I’ve thought I was a goner myself, on a few occasions: most of them involving my old mucker Ozzy Osbourne. One time, we were drinking in a golf club in LA and got thrown out, as you can imagine. So, Ozzy decided to go for a joyride in a golf buggy, with me on shotgun. He was flooring it, but we were only going at a jogging pace, so the golfers soon caught us up and were ready to brain us with their hitty-stick things.
All of a sudden, Oz drove the buggy over a hill and we toppled into a sand dune (bunker?). We were lucky we were thrown clear and the buggy just managed to avoid crushing the pair of us. The golfers took pity and consoled us with a nice brandy in the clubhouse. Till the cops turned up, and dragged Ozzy and me off to jail. The whole time, we were both wearing Sharon’s dresses.
We all make mistakes. Some of us blunder all the time, and the consequence of those slip-ups can be catastrophic. And some of us don’t like to admit when we’re wrong.
Confession time: I volunteered to review this Firewind album because I got them mixed up with another band with “fire” in the name (or possibly a couple). I was slightly mortified when I realised that this band weren’t what I was expecting: none of the sludgy comfort blanket that I usually wrap my ears in.
Firewind are – Zeus help me – a melodic, power metal band. Not a corner of metal that I’m particularly well versed in, or a fan of. I fucking hate Helloween, for a start. And Queensryche. And fucking Europe. This was going to be a challenge.
Yet your old pal Al is nothing if not a trooper. They’re (partially) Greek, which intrigued me being a huge fan of the country. I plunged into this assignment with an open mind – and do you know what? This isn’t bad at all. In fact, I quite enjoyed it.

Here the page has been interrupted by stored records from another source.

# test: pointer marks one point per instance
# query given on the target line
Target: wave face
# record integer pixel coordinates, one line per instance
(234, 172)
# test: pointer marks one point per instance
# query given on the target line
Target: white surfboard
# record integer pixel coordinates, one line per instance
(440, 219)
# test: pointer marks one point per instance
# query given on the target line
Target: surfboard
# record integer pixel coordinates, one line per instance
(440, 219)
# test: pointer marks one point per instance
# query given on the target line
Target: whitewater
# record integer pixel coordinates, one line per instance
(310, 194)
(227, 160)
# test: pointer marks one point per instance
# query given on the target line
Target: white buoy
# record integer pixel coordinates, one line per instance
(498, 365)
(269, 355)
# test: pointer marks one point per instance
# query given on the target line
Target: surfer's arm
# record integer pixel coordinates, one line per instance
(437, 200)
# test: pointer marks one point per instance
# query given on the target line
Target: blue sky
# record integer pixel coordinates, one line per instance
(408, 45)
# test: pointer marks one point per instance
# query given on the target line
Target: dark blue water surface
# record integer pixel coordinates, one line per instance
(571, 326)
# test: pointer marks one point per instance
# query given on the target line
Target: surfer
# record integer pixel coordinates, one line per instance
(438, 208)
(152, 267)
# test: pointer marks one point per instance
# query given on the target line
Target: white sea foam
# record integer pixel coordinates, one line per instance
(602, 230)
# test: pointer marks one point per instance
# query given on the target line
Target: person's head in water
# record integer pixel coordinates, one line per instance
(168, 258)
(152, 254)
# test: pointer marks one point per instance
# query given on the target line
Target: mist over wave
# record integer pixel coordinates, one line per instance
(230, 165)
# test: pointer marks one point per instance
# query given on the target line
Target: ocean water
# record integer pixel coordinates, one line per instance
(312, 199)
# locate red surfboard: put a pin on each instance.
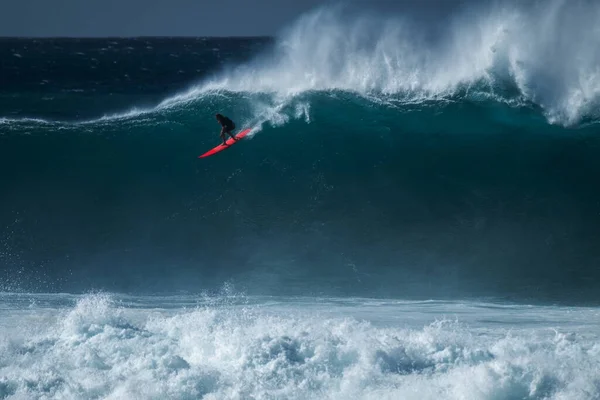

Opening track “Welcome to the Empire” begins with some fine acoustic guitar before erupting into a big, bombastic rock monster. It is, like most of the album, totally over the top – but also loads of fist pumping fun. This ain’t pop music. It’s fast and powerful (see “Devour”), and while not quite as brutal as my usual preferences, packs a mighty whallop.
The musicianship is exemplary. Guitar genius Gus G has plenty of flair, but can throw out some crushing, crunchy riffs when required: “Rising Fire” and “Space Cowboy” being a two great examples. Fast, flashy solos ain’t my scene, but there’s plenty of chugging metal to keep me interested.
The rhythm section – Petros Christo (bass) and Jo Nunez (drums) go beyond textbook and play excellently throughout the album. Give “Orbitual Sunrise” and “Overdrive” a go for evidence.
Vocals provided by new singer Herbie Langhans are dramatic, in a typically Teutonic fashion. This guy is straight out of a Wagnerian epic; despite being somewhat more operatic than I’m used to, he can certainly belt it out. On every single song.
Sorry to disappoint any readers who thought they might actually read a less than positive review from yours truly. Firewind isn’t my usual cup of absinthe with opium chaser, but I found it very easy to appreciate. This album is well played, well written, well produced and delivered with some love and pride – all of which manages to steer this album away from trite cliche.
Metal wearing its heart on its sleeve and with a refreshing honesty, I just couldn’t bring myself to hate Firewind. If I can dig it, then fans of this genre will love it.